Atlanta-Repeat intradetrusor injections of onabotulinumtoxinA (Botox) are associated with sustained efficacy and no new safety signals, long-term study results show.
The two placebo-controlled, double-blind studies randomized 691 patients. After 12 months, 397 patients continued into the extension phase. Their mean number of weekly UI episodes at baseline was ~31, reported study investigator Michael Kennelly, MD, at the AUA annual meeting in Atlanta.
Change from baseline weekly UI episodes at 6 weeks after injection was analyzed as the primary endpoint of interest and showed that repeat treatments resulted in consistent reductions across all cycles, with the mean changes for cycles one to five ranging from –22.7 to –31.9 for the 200-U group and from –23.6 to –29.5 for patients receiving the 300-U dose.
At 6 weeks after one to five repeat treatments with either onabotulinumtoxinA dose, between 73% and 94% of patients had achieved at least a 50% reduction from their baseline number of weekly UI episodes and between 36% and 55% of patients had no UI episodes. Mean volume per void remained consistently increased regardless of the number of retreatments. Considering the data for cycles one and two for which patient follow-up is most complete, the duration of effect (mean time to request for repeat treatment) was about 250 days, reported Dr. Kennelly, clinical professor of urology, University of North Carolina, Chapel Hill, and director of the Carolinas Medical Center's Charlotte Continence Center in Charlotte, NC.

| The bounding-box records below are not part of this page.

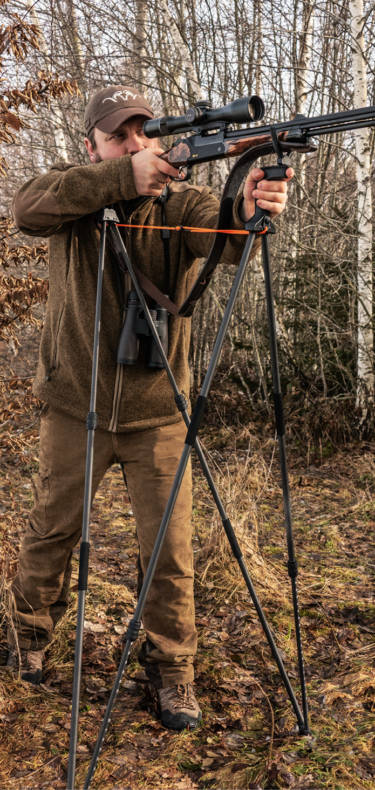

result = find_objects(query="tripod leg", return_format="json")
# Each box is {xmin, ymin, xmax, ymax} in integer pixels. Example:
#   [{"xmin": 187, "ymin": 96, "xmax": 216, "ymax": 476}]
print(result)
[
  {"xmin": 262, "ymin": 235, "xmax": 309, "ymax": 734},
  {"xmin": 67, "ymin": 221, "xmax": 107, "ymax": 790}
]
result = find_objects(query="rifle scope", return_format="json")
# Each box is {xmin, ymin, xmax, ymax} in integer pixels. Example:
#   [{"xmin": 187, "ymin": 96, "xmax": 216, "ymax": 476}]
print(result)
[{"xmin": 143, "ymin": 96, "xmax": 265, "ymax": 137}]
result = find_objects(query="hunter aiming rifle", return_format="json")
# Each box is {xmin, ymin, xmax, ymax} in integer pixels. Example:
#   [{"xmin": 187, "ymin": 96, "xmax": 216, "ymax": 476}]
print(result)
[{"xmin": 67, "ymin": 96, "xmax": 375, "ymax": 790}]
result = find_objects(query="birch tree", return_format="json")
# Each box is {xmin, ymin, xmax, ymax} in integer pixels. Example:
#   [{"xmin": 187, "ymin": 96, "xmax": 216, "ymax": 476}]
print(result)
[{"xmin": 349, "ymin": 0, "xmax": 374, "ymax": 421}]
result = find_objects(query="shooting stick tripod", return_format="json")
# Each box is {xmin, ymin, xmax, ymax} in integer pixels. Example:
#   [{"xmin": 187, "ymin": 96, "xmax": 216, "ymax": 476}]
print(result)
[{"xmin": 67, "ymin": 167, "xmax": 309, "ymax": 790}]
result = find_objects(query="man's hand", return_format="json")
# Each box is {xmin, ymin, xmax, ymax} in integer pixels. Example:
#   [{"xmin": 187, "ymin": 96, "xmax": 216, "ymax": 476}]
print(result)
[
  {"xmin": 132, "ymin": 146, "xmax": 180, "ymax": 197},
  {"xmin": 240, "ymin": 167, "xmax": 294, "ymax": 222}
]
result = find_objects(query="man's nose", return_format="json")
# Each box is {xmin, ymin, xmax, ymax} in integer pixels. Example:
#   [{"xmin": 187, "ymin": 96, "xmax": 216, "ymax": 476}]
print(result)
[{"xmin": 126, "ymin": 134, "xmax": 144, "ymax": 154}]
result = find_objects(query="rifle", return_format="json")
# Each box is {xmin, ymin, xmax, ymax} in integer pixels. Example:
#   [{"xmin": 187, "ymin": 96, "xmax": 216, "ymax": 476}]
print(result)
[
  {"xmin": 143, "ymin": 96, "xmax": 375, "ymax": 316},
  {"xmin": 143, "ymin": 96, "xmax": 375, "ymax": 168}
]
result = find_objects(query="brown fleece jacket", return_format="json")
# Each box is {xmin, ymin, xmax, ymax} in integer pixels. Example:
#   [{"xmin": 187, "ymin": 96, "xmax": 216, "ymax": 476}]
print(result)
[{"xmin": 14, "ymin": 156, "xmax": 258, "ymax": 431}]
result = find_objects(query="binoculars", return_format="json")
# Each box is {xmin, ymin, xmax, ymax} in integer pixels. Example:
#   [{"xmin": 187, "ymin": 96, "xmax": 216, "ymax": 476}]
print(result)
[{"xmin": 117, "ymin": 291, "xmax": 168, "ymax": 369}]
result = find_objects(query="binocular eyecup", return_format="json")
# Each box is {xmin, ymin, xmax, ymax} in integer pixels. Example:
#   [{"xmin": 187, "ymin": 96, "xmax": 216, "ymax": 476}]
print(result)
[{"xmin": 117, "ymin": 291, "xmax": 168, "ymax": 370}]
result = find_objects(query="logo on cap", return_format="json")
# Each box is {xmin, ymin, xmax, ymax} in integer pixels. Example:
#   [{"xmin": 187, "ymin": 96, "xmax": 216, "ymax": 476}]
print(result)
[{"xmin": 103, "ymin": 91, "xmax": 138, "ymax": 104}]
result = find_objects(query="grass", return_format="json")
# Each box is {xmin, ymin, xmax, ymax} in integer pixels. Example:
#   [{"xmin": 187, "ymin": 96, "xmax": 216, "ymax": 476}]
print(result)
[{"xmin": 0, "ymin": 382, "xmax": 375, "ymax": 790}]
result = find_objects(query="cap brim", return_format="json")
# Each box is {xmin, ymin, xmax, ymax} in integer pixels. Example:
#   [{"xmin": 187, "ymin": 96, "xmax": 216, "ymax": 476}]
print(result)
[{"xmin": 95, "ymin": 107, "xmax": 154, "ymax": 133}]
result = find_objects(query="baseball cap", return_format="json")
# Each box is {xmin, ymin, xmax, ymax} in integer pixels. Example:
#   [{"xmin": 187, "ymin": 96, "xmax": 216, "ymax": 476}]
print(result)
[{"xmin": 85, "ymin": 85, "xmax": 154, "ymax": 135}]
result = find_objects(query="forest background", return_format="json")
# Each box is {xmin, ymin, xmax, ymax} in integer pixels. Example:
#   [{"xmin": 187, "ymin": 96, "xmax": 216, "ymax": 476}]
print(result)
[{"xmin": 0, "ymin": 0, "xmax": 375, "ymax": 789}]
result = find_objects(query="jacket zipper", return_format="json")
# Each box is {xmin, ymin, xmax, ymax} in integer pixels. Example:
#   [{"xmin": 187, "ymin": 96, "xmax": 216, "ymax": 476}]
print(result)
[
  {"xmin": 46, "ymin": 303, "xmax": 65, "ymax": 381},
  {"xmin": 108, "ymin": 201, "xmax": 134, "ymax": 433}
]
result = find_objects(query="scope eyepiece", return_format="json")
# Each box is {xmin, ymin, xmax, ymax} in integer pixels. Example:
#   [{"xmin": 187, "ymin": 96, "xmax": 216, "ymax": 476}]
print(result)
[{"xmin": 143, "ymin": 96, "xmax": 265, "ymax": 137}]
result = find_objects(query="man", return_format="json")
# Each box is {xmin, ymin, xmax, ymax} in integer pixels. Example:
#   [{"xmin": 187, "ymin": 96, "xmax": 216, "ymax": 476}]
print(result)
[{"xmin": 8, "ymin": 85, "xmax": 293, "ymax": 730}]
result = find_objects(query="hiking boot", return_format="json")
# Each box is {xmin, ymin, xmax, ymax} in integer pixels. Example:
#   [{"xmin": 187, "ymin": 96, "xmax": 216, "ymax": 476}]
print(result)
[
  {"xmin": 158, "ymin": 683, "xmax": 202, "ymax": 730},
  {"xmin": 7, "ymin": 647, "xmax": 44, "ymax": 686}
]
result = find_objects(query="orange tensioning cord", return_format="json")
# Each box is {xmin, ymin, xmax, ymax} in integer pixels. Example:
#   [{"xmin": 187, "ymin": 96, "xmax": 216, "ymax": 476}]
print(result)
[{"xmin": 116, "ymin": 222, "xmax": 267, "ymax": 236}]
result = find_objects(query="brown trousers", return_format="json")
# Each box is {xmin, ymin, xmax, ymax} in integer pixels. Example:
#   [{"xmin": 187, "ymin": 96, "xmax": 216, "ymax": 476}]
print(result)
[{"xmin": 13, "ymin": 409, "xmax": 197, "ymax": 686}]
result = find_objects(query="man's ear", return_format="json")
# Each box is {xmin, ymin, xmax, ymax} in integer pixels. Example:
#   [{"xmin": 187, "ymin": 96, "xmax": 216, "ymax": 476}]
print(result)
[{"xmin": 84, "ymin": 137, "xmax": 100, "ymax": 163}]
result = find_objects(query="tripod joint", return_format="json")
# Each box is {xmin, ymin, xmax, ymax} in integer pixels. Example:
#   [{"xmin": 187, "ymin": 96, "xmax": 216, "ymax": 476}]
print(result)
[
  {"xmin": 100, "ymin": 208, "xmax": 120, "ymax": 223},
  {"xmin": 287, "ymin": 559, "xmax": 298, "ymax": 579},
  {"xmin": 124, "ymin": 617, "xmax": 141, "ymax": 643}
]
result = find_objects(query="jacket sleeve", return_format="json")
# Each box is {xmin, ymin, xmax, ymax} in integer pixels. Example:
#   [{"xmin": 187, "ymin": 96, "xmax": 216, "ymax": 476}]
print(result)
[
  {"xmin": 177, "ymin": 187, "xmax": 261, "ymax": 264},
  {"xmin": 13, "ymin": 156, "xmax": 137, "ymax": 236}
]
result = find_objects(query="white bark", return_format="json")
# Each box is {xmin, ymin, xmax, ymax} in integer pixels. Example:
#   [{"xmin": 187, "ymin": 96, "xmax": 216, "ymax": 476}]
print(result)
[
  {"xmin": 349, "ymin": 0, "xmax": 374, "ymax": 419},
  {"xmin": 134, "ymin": 0, "xmax": 147, "ymax": 93},
  {"xmin": 158, "ymin": 0, "xmax": 202, "ymax": 101}
]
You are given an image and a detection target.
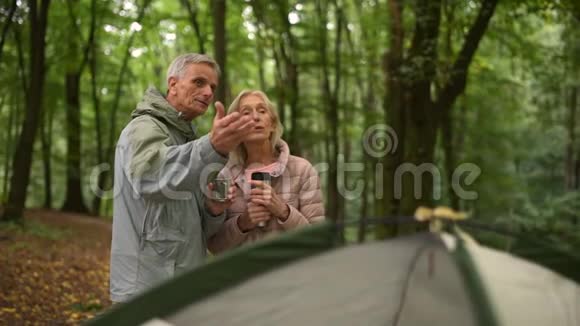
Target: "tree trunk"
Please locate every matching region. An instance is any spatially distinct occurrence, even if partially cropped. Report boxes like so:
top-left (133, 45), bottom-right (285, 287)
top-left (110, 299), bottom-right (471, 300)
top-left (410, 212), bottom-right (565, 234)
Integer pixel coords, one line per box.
top-left (316, 0), bottom-right (342, 222)
top-left (375, 0), bottom-right (406, 239)
top-left (441, 103), bottom-right (459, 210)
top-left (2, 0), bottom-right (50, 220)
top-left (212, 0), bottom-right (228, 103)
top-left (62, 0), bottom-right (97, 214)
top-left (93, 0), bottom-right (151, 211)
top-left (181, 0), bottom-right (208, 53)
top-left (0, 0), bottom-right (18, 62)
top-left (565, 86), bottom-right (580, 190)
top-left (0, 96), bottom-right (20, 202)
top-left (89, 32), bottom-right (105, 216)
top-left (40, 95), bottom-right (54, 209)
top-left (378, 0), bottom-right (497, 237)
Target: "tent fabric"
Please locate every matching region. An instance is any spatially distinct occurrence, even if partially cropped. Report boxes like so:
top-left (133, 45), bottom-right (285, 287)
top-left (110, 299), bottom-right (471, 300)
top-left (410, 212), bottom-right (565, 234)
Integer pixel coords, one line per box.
top-left (152, 234), bottom-right (488, 326)
top-left (467, 239), bottom-right (580, 326)
top-left (87, 223), bottom-right (338, 326)
top-left (91, 223), bottom-right (580, 326)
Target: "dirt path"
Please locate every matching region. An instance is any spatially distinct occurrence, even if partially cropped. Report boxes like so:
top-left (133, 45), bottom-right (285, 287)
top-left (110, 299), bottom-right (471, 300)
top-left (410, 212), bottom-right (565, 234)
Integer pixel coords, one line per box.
top-left (0, 210), bottom-right (111, 325)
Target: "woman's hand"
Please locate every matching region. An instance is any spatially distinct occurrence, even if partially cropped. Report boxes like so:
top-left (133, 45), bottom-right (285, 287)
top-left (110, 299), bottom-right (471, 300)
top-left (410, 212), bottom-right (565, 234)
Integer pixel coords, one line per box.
top-left (250, 180), bottom-right (290, 222)
top-left (205, 183), bottom-right (236, 216)
top-left (238, 202), bottom-right (272, 232)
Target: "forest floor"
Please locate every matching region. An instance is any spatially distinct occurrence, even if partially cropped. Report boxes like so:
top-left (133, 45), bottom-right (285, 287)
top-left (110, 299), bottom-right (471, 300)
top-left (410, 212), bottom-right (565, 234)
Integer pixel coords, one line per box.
top-left (0, 210), bottom-right (111, 325)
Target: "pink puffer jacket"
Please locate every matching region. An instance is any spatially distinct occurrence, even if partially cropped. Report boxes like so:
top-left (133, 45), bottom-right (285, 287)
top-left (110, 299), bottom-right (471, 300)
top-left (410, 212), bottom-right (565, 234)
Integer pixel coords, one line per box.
top-left (207, 141), bottom-right (324, 253)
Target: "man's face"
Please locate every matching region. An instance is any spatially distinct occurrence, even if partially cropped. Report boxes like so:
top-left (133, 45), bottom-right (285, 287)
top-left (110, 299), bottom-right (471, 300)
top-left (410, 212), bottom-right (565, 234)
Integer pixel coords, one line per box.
top-left (167, 63), bottom-right (218, 120)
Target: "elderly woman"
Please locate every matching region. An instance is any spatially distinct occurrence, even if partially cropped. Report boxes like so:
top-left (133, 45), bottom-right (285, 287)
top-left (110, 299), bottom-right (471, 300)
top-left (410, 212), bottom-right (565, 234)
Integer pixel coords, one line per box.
top-left (208, 90), bottom-right (324, 253)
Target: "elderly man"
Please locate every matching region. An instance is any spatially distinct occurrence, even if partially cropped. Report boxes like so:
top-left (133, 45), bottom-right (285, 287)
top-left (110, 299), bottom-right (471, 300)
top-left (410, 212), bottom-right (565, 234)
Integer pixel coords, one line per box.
top-left (110, 53), bottom-right (254, 302)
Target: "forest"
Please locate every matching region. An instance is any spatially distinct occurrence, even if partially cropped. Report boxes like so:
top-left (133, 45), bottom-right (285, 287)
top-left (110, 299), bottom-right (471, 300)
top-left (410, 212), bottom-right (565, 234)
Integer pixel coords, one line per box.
top-left (0, 0), bottom-right (580, 324)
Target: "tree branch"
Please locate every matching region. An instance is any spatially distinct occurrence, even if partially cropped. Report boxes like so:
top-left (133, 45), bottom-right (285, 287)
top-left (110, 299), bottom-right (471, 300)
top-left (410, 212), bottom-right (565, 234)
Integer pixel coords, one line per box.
top-left (435, 0), bottom-right (499, 110)
top-left (0, 0), bottom-right (17, 61)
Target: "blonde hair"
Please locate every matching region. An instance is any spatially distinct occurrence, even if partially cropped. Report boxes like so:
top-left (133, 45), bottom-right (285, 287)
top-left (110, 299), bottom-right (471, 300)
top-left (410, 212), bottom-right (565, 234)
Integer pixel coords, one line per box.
top-left (228, 89), bottom-right (284, 165)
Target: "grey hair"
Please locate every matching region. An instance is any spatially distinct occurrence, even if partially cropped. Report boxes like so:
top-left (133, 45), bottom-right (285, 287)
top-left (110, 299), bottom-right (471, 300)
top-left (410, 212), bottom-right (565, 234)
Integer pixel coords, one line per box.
top-left (166, 53), bottom-right (221, 84)
top-left (228, 89), bottom-right (284, 165)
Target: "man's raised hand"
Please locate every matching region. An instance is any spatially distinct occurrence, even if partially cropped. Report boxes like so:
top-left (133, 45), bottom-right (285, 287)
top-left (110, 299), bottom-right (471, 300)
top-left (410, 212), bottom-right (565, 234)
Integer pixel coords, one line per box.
top-left (210, 101), bottom-right (255, 155)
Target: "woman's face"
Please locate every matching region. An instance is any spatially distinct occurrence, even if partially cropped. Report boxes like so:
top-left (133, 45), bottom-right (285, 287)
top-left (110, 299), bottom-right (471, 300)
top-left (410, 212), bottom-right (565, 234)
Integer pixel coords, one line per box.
top-left (239, 94), bottom-right (274, 142)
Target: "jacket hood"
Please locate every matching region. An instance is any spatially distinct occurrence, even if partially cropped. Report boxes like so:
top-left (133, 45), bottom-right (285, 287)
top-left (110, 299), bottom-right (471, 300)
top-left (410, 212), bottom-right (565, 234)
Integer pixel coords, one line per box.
top-left (131, 86), bottom-right (196, 140)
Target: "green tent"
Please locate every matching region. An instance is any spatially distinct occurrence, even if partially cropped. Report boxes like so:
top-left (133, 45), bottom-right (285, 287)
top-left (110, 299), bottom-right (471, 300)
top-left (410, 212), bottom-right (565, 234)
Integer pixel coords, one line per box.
top-left (90, 223), bottom-right (580, 326)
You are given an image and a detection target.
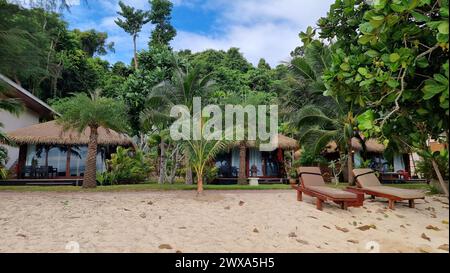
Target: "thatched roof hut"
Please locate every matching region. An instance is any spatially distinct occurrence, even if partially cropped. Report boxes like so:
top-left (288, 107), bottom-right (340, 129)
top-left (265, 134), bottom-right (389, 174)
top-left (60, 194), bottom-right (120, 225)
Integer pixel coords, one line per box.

Quality of life improvement, as measured with the Incontinence-QOL questionnaire, also remained statistically and clinically significant throughout the available follow-up. Across the five cycles, between 66% and 93% of patients had an improvement from baseline ≥11 points, which defines a minimally important difference.
Safety profile unchanged
The safety profile of onabotulinumtoxinA detrusor injections was unchanged relative to during the controlled portion of the pivotal trials. Urinary tract infection and urinary retention, which were diagnosed based on the investigator's judgment, remained the most common adverse events with both doses, and their incidence did not change over time.
"Clinicians are concerned about the effects of long-term onabotA treatment, and it is useful to have evidence from these large multicenter clinical trials," said Dr. Kennelly.
"So far, the results indicate onabotA continues to be effective with repeated injections and the safety data do not raise any signals about long-term adverse events. However, this is an interim analysis and results from longer follow-up will be clearly important for urologists around the world who are using onabotA to manage UI in patients with neurogenic detrusor overactivity."
Dr. Kennelly is a consultant/adviser for Allergan, Inc., Astellas Pharma Inc., Pfizer Inc., and Watson Pharmaceuticals, Inc. His co-authors are consultant/advisers, investigators, meeting participant/lecturers, and/or employees of Allergan.